Location: Tropical Pest Genetics and Molecular Biology Research Unit
Project Number: 2040-22430-028-032-S
Project Type: Non-Assistance Cooperative Agreement
Start Date: Aug 1, 2023
End Date: Oct 1, 2025
Objective:
The goals of this project are to identify the effects of developmental windows and dietary permutations on the delivery and establishment of commensal bacteria in the digestive system of mass reared adult medfly males. The primary goals are to determine how fly age and diet formulation impact bacterial establishment.
Approach:
Establishment of bacteria will be determined using a pigmented indicator strain of Serratia marcescens absent in laboratory-reared flies. Cultures will be recovered from glycerol stocks and grown in a 30¿ incubator shaker for 3-4h prior to inoculation. Bacteria will be enumerated using optical density, and diluted in saline buffer. Bacteria will be administered by addition to a sugar-yeast hydrolysate diet, where 10^6 colony forming units (CFUs) will be added for each gram of diet and mixed into a slurry. Flies will be reared in a screened enclosure with inoculated diet and water. Assessment of adult age on bacterial establishment will be performed with newly eclosed flies, and flies 24h, 48h, and 72h post eclosion. Flies will be allowed to feed until evaluating establishment at 3d post inoculation and 7d post inoculation. Males (n=7-10 / replicate) will be surface sterilized in 10% bleach and homogenized in saline buffer. Determination of establishment will be performed by plating onto non-selective, nutrient rich LB media and CHROMagar™ Serratia media, which is selective for Serratia marcescens.
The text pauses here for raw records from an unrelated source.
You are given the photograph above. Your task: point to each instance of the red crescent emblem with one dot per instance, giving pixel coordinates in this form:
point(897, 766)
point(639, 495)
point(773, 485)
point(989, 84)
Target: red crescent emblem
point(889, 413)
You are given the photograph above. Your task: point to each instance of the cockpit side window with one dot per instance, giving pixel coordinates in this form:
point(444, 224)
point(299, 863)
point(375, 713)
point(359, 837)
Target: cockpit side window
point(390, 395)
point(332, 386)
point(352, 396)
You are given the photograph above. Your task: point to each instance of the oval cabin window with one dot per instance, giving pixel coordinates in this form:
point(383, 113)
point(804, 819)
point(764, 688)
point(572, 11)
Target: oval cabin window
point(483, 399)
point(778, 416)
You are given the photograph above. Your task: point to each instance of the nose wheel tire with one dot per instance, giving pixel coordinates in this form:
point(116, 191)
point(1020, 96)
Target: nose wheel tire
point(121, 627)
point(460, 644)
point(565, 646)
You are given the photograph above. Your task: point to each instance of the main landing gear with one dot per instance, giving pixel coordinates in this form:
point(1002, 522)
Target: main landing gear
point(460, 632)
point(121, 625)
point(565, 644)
In addition to evaluating impacts using S. marcescens strains, work will be conducted to establish protocols for select bacterial strains originally isolated from wild and laboratory populations of medfly. Bacterial plasmids containing fluorescent proteins and antibiotic resistance markers to introduce to naïve bacteria isolated from medfly.
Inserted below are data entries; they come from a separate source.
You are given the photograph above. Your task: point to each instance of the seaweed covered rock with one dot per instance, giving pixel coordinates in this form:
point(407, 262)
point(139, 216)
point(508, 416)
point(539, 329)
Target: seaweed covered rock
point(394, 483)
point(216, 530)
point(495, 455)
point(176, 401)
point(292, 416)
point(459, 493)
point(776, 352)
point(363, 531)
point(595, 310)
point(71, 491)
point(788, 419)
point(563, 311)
Parallel to culturing, DNA will be extracted from the guts of additional males receiving treatments (n=10), and bacterial communities will be analyzed using PacBio 16S-rRNA sequencing and quantitative PCR.
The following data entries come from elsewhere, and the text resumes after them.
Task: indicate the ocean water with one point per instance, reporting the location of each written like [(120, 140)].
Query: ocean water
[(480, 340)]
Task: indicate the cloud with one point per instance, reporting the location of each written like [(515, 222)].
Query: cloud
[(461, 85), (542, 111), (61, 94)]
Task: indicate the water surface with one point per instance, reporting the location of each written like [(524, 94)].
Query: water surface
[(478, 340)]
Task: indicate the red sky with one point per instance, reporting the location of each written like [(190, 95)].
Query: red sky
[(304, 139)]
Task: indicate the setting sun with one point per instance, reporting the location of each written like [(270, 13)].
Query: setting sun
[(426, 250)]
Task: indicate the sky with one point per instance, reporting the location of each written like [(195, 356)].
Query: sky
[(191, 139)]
Initial experiments will use a sugar-yeast hydrolysate diet, but modification of the consistency and protein-carbohydrate ratio and potential other additives to determine efficiency of bacterial introduction to flies. Diets will be formulated with different sugar-yeast ratios to provide a range that’s entirely (100%) sugar to a protein-biased diet. Adult diets will be formulated as an agar-based diet used prior to fly releases. Diets will be evaluated for both nutritional composition and concentration. Bacteria will be administered at 10^6 CFUs per mL for agar diet. Diet will be mixed, autoclaved, and cooled to 50¿ before adding bacteria. We will use newly eclosed and 48h old flies to compare the impact of age, and evaluate resulting microbial populations 7d post-inoculation. Fly metabolic parameters in glucose and trehalose will be determined for the flies on each diet and bacterial treatment.